Hunter- Seventy five gazillion
Gomez- Twelve gazillion

Now it really sounds better.
Don't get me wrong, Tori seems like he would have been great in the locker room with this young crew, but at the price he got, they could not have kept him!!!


----------



## 870 XPRS (Mar 12, 2003)

Hunter: $16,500,000

Gomez: $395,000

That's a pretty sizeable difference.


----------



## hunter121390 (Nov 7, 2006)

870 XPRS said:


> Hunter: $16,500,000
> 
> Gomez: $395,000
> 
> That's a pretty sizeable difference.


wow. sounds like a good deal.


----------



## smalls (Sep 9, 2003)

870 XPRS said:


> Hunter: $16,500,000
> 
> Gomez: $395,000
> 
> That's a pretty sizeable difference.


smalls: $7.25/hr

Just think how big of a value it'd be if I were the Twins' CF.


----------



## djleye (Nov 14, 2002)

Not with your speed!!!!! :eyeroll:

Or lack thereof!!!! :lol: :wink:


----------



## smalls (Sep 9, 2003)

djleye said:


> Not with your speed!!!!! :eyeroll:
> 
> Or lack thereof!!!! :lol: :wink:


What? Lack thereof!?!

They won't even let me jog through the badlands because my speed is so blazing!

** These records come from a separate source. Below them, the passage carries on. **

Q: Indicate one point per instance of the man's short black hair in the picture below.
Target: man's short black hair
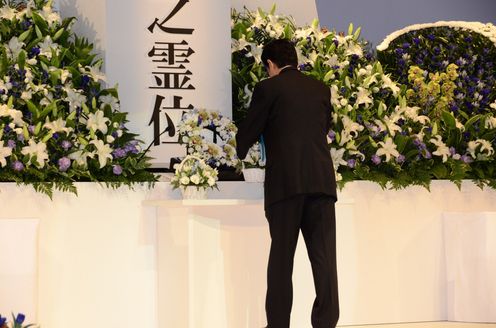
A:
(281, 52)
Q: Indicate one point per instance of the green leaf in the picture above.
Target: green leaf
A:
(25, 35)
(449, 119)
(472, 121)
(440, 171)
(33, 108)
(21, 59)
(350, 29)
(58, 34)
(40, 22)
(38, 32)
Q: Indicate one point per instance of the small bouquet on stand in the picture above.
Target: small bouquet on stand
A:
(193, 176)
(254, 163)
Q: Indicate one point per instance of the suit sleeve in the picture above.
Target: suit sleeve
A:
(253, 125)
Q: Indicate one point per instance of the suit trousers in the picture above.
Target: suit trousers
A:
(314, 215)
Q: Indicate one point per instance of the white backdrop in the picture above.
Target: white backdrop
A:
(119, 30)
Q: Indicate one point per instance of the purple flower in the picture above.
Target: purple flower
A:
(64, 164)
(119, 153)
(20, 318)
(17, 166)
(466, 159)
(332, 135)
(117, 169)
(66, 144)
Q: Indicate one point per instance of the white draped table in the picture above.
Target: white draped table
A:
(125, 257)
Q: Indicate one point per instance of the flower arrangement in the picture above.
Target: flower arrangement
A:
(447, 69)
(58, 124)
(210, 136)
(17, 322)
(421, 109)
(194, 172)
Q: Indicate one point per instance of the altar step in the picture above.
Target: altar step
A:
(438, 324)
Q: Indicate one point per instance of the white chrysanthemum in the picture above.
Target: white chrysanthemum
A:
(442, 150)
(46, 47)
(14, 47)
(59, 125)
(103, 151)
(387, 149)
(37, 149)
(75, 98)
(97, 121)
(4, 153)
(15, 115)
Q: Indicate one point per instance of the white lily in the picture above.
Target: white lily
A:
(8, 13)
(15, 115)
(14, 47)
(37, 149)
(388, 124)
(46, 47)
(4, 153)
(57, 126)
(49, 15)
(97, 121)
(442, 149)
(103, 151)
(337, 157)
(81, 156)
(388, 83)
(363, 97)
(388, 149)
(74, 98)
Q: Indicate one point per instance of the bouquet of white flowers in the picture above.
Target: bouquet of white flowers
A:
(194, 172)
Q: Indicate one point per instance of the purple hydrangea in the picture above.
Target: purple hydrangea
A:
(66, 145)
(64, 164)
(117, 169)
(376, 159)
(119, 153)
(466, 159)
(17, 166)
(332, 135)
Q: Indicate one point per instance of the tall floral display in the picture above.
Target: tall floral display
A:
(419, 110)
(58, 123)
(448, 71)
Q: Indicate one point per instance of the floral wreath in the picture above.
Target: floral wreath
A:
(195, 129)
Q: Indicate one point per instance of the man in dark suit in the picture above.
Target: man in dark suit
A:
(293, 113)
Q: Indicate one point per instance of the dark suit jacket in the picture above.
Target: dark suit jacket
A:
(293, 112)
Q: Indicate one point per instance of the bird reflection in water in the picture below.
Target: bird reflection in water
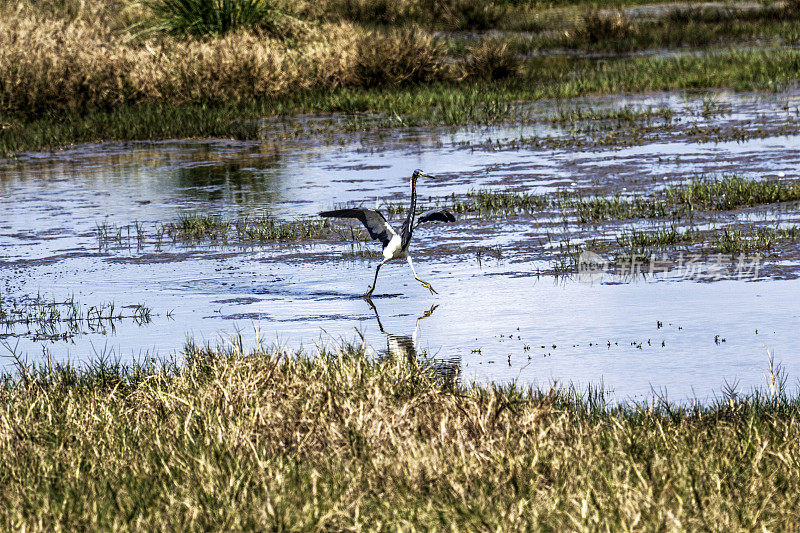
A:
(405, 346)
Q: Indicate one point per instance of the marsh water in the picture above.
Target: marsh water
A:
(500, 315)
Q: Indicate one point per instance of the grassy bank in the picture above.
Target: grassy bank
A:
(74, 73)
(234, 441)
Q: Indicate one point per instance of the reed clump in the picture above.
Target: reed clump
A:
(49, 65)
(233, 440)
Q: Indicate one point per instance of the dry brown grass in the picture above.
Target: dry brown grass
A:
(49, 64)
(266, 441)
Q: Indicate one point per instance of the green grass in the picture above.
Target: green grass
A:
(555, 77)
(737, 240)
(241, 441)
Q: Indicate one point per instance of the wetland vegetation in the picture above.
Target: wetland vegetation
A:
(230, 439)
(85, 73)
(235, 437)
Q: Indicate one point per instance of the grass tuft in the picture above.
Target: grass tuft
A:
(333, 440)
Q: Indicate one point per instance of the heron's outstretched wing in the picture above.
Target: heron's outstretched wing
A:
(437, 215)
(373, 220)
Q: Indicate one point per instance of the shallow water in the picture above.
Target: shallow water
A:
(496, 319)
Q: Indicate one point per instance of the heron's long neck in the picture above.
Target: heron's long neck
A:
(413, 208)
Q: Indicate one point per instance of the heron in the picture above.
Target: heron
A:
(395, 245)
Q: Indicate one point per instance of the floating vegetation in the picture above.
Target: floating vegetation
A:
(264, 430)
(730, 192)
(44, 319)
(196, 227)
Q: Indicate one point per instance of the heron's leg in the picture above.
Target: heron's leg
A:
(424, 283)
(374, 281)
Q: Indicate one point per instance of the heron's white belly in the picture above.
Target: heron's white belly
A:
(394, 250)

I'm so fast that cheetahs send me fan mail. I'm so fast I can go first to third on a bunt!


----------



## smalls (Sep 9, 2003)

I'm so fast I can score from 2nd base on a sac fly....

Wait, that's Go-Go Gomez!


----------



## 870 XPRS (Mar 12, 2003)

Keith is so fast he can "score" twice before his wife even had an inkling that they had sex!!

...sorry buddy, it was there for the taking


----------



## 870 XPRS (Mar 12, 2003)

...actually my apologies for that statement, that was way below the belt and completely uncalled for.


----------